Markets do not perceive worsening risks in the Middle East

Stock markets are demonstrating significant resilience in the face of risks posed by the worsening conflict in the Middle East, according to an analysis released this Monday by consultancy BA&N.
“Global stock markets are trading slightly lower, escaping significant reactions to the escalation of the conflict in the Middle East for now, with investors confident that US involvement will weaken Iran’s ability to respond and put more pressure on the country to accept a peace agreement,” reads the note shared by BA&N analysts.
Likewise, traditional safe-haven assets are also in negative territory, “confirming that the market is not perceiving an increase in risks in the Middle East”, these analysts highlight. Thus, gold is trading in the red and the yen is losing against the dollar, while the US currency is once again trading in positive territory.

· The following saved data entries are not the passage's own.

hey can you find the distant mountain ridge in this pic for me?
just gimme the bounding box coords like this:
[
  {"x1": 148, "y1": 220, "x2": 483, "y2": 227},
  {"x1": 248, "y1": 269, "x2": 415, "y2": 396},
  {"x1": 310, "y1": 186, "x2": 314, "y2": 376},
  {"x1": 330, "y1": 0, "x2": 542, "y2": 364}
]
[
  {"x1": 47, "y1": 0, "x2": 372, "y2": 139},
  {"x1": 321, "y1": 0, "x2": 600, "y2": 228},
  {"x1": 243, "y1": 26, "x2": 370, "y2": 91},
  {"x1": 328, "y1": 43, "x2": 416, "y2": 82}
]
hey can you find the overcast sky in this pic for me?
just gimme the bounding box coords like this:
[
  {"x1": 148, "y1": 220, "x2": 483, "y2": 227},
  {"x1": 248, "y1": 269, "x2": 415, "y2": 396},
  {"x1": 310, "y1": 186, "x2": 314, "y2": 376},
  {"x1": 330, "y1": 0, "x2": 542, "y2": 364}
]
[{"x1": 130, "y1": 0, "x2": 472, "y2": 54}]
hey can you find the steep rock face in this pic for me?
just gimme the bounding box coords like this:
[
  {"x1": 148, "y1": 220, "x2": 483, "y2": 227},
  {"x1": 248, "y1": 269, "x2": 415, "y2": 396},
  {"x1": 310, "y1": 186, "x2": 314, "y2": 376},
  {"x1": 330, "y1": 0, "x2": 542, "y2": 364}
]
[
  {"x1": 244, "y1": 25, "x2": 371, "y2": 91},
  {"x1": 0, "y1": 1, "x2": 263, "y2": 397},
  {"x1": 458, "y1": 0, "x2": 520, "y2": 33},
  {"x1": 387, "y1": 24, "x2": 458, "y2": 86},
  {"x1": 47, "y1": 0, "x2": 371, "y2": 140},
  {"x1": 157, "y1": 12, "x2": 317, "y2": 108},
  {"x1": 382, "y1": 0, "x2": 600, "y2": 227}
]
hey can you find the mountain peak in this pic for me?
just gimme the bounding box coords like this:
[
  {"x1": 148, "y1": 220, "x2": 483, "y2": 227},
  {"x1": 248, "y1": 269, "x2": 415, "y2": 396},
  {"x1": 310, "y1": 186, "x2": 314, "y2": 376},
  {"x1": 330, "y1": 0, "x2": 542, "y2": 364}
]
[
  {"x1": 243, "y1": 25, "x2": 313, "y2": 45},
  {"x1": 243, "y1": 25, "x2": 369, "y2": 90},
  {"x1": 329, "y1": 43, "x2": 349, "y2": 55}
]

Brent rose more than 5% to surpass $80 per barrel, but calmed down after this spike in the first hours of trading, continuing to appreciate 0.5% to $77.3. It has accumulated an increase of 11% since the first attacks by Israel.
Analysts at BA&N Research Unit believe that Iran “appears isolated in the international community and weak in its response to these attacks, having so far only threatened significant retaliation.” Thus, “the possibility of a powerful response seems unlikely and investors are assessing the latest developments as having a greater likelihood of forcing Iran to accept a deal that would end instability in the region.”
The main focus is on whether Iran will opt to close the Strait of Hormuz, a major transit point for oil and other goods in the region. A prolonged closure of the waterway could send oil prices into triple digits, but analysts continue to view this scenario as unlikely, not least because it weakens Iran.